Pundits are quick to hype AI and machine learning as the future of everything. But, anyone who has been caught screaming at Siri for its lack of understanding of the most basic of queries knows that we have a long, ponderous way to go before "we have arrived." That's why I find Gil Press' summary of the recent O'Reilly AI Conference so helpful and important.
Some of the observations are banal ("AI is not going to exterminate us, AI is going to empower us"), but others capture the essence of what makes AI so promising...and beguiling.

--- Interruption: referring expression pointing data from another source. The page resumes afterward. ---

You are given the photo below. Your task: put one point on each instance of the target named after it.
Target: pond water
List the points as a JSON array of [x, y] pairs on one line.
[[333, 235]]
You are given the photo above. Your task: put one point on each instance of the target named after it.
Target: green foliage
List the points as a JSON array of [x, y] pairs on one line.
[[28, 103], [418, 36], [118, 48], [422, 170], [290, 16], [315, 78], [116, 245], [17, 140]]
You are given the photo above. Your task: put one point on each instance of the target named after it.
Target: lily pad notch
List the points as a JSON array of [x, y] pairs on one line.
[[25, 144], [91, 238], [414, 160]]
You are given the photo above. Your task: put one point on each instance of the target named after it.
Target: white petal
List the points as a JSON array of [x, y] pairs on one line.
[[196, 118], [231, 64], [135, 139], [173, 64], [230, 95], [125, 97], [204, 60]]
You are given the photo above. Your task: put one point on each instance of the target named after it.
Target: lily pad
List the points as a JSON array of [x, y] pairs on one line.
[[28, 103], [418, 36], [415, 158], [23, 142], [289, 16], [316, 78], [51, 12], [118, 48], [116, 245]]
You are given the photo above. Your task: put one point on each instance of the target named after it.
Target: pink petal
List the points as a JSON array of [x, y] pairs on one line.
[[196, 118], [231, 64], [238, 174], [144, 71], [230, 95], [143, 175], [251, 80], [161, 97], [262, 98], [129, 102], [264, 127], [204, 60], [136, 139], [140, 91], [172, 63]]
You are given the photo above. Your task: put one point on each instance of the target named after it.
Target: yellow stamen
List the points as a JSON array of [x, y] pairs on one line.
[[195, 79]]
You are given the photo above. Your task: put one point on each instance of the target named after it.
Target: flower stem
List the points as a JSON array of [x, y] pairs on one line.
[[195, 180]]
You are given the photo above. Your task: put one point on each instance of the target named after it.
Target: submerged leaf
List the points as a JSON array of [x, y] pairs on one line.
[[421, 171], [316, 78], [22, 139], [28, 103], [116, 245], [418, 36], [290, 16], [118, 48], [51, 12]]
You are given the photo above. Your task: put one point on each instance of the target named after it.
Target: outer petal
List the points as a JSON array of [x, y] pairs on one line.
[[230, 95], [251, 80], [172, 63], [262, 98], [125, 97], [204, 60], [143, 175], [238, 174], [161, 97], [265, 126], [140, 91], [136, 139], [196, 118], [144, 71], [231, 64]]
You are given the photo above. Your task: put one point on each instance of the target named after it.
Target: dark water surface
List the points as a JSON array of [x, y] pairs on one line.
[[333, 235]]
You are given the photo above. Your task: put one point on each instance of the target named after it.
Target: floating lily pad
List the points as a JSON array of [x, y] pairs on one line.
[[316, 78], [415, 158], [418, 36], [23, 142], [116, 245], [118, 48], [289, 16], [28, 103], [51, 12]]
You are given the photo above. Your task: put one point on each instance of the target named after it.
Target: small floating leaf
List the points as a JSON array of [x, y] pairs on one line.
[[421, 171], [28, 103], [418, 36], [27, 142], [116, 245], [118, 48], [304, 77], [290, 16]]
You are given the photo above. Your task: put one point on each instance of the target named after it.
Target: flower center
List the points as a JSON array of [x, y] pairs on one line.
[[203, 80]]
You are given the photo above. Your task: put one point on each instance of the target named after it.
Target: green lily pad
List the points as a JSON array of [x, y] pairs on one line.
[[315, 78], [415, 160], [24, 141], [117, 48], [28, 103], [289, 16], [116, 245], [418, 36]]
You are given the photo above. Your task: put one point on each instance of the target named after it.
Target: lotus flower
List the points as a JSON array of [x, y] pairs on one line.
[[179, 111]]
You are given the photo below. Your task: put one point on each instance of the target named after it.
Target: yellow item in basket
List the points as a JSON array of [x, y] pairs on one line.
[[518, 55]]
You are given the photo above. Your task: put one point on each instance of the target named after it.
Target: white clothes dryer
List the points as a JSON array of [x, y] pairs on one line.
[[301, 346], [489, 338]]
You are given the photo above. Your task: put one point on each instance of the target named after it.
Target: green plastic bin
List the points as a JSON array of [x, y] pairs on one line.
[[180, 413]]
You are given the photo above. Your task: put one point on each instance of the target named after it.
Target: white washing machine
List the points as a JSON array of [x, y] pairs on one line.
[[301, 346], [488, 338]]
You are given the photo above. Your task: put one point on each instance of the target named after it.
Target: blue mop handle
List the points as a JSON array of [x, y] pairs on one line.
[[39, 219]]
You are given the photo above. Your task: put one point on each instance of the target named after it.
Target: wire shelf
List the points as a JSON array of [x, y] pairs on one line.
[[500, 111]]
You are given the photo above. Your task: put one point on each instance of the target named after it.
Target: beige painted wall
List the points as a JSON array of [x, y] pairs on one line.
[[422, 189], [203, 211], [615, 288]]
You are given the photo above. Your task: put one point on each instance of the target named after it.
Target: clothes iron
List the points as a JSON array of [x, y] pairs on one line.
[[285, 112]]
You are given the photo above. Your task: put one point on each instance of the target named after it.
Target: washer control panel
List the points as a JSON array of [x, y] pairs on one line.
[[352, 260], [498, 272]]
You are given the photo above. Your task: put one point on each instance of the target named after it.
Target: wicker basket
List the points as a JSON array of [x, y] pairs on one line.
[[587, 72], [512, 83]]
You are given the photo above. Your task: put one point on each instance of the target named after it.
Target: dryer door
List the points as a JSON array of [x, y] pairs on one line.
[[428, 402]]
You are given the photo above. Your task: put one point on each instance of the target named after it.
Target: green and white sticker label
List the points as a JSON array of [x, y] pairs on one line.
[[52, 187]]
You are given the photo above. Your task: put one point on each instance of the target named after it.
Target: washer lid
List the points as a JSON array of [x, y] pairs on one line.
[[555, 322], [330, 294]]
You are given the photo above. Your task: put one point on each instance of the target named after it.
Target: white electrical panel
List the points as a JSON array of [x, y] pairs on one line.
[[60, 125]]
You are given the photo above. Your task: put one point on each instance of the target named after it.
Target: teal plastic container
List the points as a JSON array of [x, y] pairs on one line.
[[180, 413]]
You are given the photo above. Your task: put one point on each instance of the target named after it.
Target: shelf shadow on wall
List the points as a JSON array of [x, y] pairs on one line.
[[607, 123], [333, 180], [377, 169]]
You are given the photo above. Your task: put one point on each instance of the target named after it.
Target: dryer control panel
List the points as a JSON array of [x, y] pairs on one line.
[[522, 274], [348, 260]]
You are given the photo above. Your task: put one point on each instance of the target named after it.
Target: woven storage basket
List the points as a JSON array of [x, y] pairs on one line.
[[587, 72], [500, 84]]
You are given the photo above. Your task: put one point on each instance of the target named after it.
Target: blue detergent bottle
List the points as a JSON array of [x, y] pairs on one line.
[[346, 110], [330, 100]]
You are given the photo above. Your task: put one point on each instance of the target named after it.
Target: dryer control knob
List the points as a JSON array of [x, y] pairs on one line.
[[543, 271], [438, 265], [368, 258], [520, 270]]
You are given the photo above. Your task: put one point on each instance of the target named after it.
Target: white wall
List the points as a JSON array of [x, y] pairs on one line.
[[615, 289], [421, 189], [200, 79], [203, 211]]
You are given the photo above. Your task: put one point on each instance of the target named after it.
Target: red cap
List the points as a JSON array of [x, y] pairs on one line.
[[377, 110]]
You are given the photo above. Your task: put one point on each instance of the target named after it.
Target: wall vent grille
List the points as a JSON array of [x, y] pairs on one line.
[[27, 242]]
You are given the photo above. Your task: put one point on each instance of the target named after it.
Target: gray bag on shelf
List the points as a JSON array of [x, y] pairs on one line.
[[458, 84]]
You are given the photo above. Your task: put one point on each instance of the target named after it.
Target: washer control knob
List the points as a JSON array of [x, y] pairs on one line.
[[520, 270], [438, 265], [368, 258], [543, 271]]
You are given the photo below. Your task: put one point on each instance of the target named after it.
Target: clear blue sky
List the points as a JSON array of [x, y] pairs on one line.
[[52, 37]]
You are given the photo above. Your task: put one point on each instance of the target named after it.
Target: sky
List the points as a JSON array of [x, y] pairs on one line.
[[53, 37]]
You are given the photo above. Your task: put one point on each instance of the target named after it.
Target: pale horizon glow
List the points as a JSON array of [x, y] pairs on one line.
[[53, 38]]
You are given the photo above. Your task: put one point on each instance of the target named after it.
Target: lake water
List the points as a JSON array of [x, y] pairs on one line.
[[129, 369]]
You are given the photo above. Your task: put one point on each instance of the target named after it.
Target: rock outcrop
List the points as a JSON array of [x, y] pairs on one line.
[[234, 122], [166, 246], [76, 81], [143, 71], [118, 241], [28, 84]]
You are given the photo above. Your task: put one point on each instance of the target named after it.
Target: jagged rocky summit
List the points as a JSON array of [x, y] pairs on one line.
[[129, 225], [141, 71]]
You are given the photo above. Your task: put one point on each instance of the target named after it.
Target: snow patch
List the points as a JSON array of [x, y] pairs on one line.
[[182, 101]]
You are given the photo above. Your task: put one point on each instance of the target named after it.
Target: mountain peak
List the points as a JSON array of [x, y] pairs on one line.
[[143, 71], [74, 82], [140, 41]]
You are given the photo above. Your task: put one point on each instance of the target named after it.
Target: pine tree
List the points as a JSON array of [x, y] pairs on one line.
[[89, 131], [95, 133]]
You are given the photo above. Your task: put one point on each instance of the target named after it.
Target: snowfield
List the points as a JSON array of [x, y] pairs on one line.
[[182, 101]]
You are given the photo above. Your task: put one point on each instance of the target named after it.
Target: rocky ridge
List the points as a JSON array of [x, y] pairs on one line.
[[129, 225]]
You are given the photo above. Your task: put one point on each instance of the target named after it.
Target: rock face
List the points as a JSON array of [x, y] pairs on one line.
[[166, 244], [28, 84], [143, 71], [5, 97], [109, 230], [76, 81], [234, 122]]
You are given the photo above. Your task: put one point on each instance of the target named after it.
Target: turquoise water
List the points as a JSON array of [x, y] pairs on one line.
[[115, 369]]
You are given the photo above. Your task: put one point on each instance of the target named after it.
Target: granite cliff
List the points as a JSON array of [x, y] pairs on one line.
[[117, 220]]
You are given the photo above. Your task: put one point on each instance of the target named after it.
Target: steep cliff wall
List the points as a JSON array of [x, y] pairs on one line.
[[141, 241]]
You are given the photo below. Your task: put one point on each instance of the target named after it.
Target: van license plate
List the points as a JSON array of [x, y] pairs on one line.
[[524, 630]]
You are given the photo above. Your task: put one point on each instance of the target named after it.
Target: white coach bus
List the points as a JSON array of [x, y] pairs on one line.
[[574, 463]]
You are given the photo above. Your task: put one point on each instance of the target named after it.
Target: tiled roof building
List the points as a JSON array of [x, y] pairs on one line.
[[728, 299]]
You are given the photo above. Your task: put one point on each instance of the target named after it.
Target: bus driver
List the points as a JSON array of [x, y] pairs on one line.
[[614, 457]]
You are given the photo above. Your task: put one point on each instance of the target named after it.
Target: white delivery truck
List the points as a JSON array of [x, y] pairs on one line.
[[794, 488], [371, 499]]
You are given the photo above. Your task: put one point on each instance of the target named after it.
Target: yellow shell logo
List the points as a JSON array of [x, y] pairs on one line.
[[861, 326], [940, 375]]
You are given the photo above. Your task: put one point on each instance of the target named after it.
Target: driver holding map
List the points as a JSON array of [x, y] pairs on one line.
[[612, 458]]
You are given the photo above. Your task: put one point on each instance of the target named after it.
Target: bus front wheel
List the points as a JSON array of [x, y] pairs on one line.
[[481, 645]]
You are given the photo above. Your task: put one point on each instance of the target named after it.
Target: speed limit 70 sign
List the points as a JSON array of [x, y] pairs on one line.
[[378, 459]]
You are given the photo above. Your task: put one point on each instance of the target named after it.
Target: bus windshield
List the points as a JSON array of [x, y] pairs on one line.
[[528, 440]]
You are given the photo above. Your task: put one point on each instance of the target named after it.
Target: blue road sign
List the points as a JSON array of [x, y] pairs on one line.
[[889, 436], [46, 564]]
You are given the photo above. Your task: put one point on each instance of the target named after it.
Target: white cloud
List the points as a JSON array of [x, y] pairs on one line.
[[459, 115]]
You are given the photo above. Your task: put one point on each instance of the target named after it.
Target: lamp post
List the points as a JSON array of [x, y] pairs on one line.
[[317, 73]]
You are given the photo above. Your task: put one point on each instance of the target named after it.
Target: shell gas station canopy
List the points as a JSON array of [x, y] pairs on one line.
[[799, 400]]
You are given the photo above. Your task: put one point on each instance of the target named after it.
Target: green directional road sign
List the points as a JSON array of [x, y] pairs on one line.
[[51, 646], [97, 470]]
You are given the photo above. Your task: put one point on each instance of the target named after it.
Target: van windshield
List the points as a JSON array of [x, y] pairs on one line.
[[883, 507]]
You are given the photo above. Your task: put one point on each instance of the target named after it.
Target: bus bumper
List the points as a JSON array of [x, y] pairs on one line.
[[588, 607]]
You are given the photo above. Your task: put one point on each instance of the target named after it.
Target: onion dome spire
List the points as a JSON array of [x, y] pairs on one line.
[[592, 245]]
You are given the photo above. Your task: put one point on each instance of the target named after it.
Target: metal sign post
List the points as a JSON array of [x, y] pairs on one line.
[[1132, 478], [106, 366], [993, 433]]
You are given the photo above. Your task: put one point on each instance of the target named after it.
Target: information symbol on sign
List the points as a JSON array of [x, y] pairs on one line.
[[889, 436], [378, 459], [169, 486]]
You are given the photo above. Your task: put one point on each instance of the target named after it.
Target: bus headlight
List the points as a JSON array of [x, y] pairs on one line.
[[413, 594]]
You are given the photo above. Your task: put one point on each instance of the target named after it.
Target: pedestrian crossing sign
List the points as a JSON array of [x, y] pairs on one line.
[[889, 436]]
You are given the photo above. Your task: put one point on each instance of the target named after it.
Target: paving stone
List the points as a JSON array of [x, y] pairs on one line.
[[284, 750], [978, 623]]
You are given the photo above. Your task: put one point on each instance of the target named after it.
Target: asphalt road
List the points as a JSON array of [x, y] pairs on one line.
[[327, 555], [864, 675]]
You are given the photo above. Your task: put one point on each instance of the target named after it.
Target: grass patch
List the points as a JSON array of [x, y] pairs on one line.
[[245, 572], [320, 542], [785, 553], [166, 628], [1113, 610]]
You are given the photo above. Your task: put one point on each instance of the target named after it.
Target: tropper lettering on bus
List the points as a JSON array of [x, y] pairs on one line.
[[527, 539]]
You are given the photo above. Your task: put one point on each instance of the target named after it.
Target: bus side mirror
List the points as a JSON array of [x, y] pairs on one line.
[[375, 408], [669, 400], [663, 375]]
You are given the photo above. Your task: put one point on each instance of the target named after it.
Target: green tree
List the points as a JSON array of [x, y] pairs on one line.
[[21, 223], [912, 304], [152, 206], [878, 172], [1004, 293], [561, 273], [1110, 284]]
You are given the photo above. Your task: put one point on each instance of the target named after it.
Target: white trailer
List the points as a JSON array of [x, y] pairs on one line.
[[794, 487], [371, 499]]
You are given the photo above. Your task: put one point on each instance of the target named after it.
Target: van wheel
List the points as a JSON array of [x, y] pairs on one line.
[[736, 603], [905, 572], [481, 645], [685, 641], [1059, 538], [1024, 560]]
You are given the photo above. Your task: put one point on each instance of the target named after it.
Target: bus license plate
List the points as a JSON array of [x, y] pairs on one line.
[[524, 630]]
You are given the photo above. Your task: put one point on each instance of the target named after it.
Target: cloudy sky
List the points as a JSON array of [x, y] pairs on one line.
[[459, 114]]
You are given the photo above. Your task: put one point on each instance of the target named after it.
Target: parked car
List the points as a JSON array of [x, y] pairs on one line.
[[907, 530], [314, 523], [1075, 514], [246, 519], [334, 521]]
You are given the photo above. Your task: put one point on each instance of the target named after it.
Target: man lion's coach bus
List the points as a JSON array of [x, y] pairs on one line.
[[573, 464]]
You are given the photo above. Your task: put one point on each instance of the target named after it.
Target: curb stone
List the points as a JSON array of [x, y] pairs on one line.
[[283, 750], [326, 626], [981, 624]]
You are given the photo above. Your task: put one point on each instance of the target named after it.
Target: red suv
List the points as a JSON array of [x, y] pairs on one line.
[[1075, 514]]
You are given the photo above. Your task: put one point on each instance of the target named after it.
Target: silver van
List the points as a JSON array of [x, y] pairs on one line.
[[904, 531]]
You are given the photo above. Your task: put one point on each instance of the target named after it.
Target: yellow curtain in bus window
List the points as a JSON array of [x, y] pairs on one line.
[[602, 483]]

The first observation ("AI is difficult") seems obvious, yet for all the wrong reasons. The first thing that makes AI and machine learning difficult comes down to trust. The reason, as Press captured in a statement made by Peter Norvig, director of research at Google, is that we can't see inside the machine to really understand what is happening: "What is produced [by machine learning] is not code but more or less a black box—you can peek in a little bit, we have some idea of what's going on, but not a complete idea."
The second reason, according to Press, comes down to the difficulty inherent in "teaching" a machine enough about the world to allow it to "understand" context. Yann LeCun, director of AI research at Facebook, indicated that to truly grok the world "machines need to understand how the world works, learn a large amount of background knowledge, perceive the state of the world at any given moment, and be able to reason and plan."
Compounding the difficulty of doing this in an accurate way is that any data we feed into a machine is necessarily biased by the person, or people, injecting the data. In the very act of trying to set machines free to objectively process data about the world around them, we imbue them with our subjectivities.